Fig. 4. Assigning Boolean values to particles on a glacier network. The two grids represent different times separated by an interval τ = 7. On each grid, part A shows a hypothetical reference particle moving along the x axis. Part B shows a stylized version of a confluence like that on Columbia Glacier in Figure 3. Part C shows a stylized section of a glacier that has a sinuous curve but no confluence.
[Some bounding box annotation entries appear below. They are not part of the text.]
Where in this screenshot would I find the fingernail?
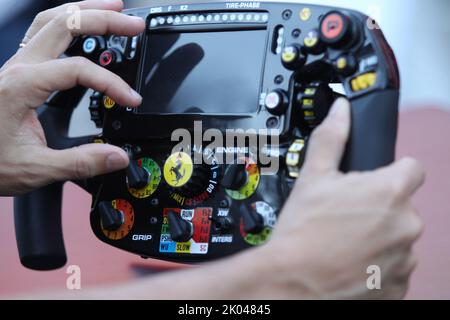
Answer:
[106,153,128,171]
[130,88,142,104]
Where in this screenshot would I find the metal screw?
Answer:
[283,10,292,20]
[274,75,284,84]
[266,117,279,129]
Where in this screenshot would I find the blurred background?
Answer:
[0,0,450,299]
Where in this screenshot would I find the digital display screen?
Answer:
[138,30,267,114]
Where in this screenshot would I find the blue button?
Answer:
[83,38,97,54]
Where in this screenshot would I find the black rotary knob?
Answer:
[222,164,248,190]
[241,205,265,234]
[169,212,194,242]
[127,160,150,189]
[320,11,360,48]
[98,201,124,232]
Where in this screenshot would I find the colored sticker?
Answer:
[103,96,116,109]
[159,208,213,255]
[240,201,277,246]
[225,159,261,200]
[102,200,134,240]
[322,13,344,40]
[128,158,161,199]
[164,152,194,188]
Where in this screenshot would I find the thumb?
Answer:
[46,144,129,181]
[303,98,351,175]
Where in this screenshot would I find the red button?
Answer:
[322,13,345,40]
[100,51,114,67]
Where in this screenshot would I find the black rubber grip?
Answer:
[14,184,67,271]
[342,90,399,172]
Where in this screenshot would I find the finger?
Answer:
[303,98,351,175]
[24,0,124,43]
[16,10,145,63]
[22,57,142,108]
[37,144,129,183]
[374,158,426,198]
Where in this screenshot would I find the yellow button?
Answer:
[300,8,312,21]
[336,57,347,70]
[103,96,116,109]
[164,152,194,188]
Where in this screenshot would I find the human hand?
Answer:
[0,0,145,195]
[259,99,425,299]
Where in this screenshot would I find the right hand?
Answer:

For convenience, assume each particle moves one unit L per time-step in the directions indicated by the network (in general, the velocities may vary). Each particle falls an even or an odd distance from the reference A (as measured along the x axis only) and represents a 0 or 1 respectively. In total, the left input of B is assigned value 1 because the majority of particles are 1’s. The right input of B has an equal distribution and is assigned a 1 because the leading particle is a 1 (see text). Over the time interval τ = 7, the particles in B have merged onto a single path, but each particle retains its unique identity (see Fig. 3). After merging, the majority of particles are odd and the output of the gate is a 1 (consistent with an AND gate). In C, the particle starts as a 1 but ends as a 0 due to the delay of one unit L caused by the sinuous curve. Therefore C represents a NOT gate.

Figure 4

Fig. 5. Regions of AND versus OR behavior. Consider a glacier confluence (as in Fig. 3 and Fig. 4 part B) where each input has n and m odd particles out of a total of N and M particles. The inputs represent 0 or 1 depending on whether or not the odd particles are in the minority or the majority. For the given inputs, the output of the intersection will behave as either an AND or an OR gate (or both). In particular, for any point in the parameter space, the output is 0 or 1 as indicated. In general, if an AND gate is desired (gray regions) then one-quarter of the parameter space inappropriately behaves as an OR gate (white regions). The line separating 0’s from 1’s is derived from n + m = (N + M)/2, the condition that separates a minority from a majority of odd particles at the output (an output of 0 versus 1). The Appendix proves that if we desire only AND gates, then some input arrangement of particles (n, m, N and M) exists so that only the gray shaded region of the parameter space is reached at every glacier confluence.

Figure 5

Fig. 6. Example of error-checking triplets. The original circuit in the first box contains two stylized NAND gates constructed from ANDs and NOTs. For all possible inputs I1, I2, I3 (i.e. particle arrangements), this circuit will give the correct answer only (3/4)2, or 9/16, of the time and must be error-checked. As shown, six additional outputs are required to check the original output O1. The second box shows the circuits used to error-check the upper NAND gate. If the triplet (I1, I2, I4) is (0, 1, 0) or (1, 0, 0), then the gate has failed. The third box shows the circuits and triplet (I4, I3, O1) used to error-check the lower NAND gate.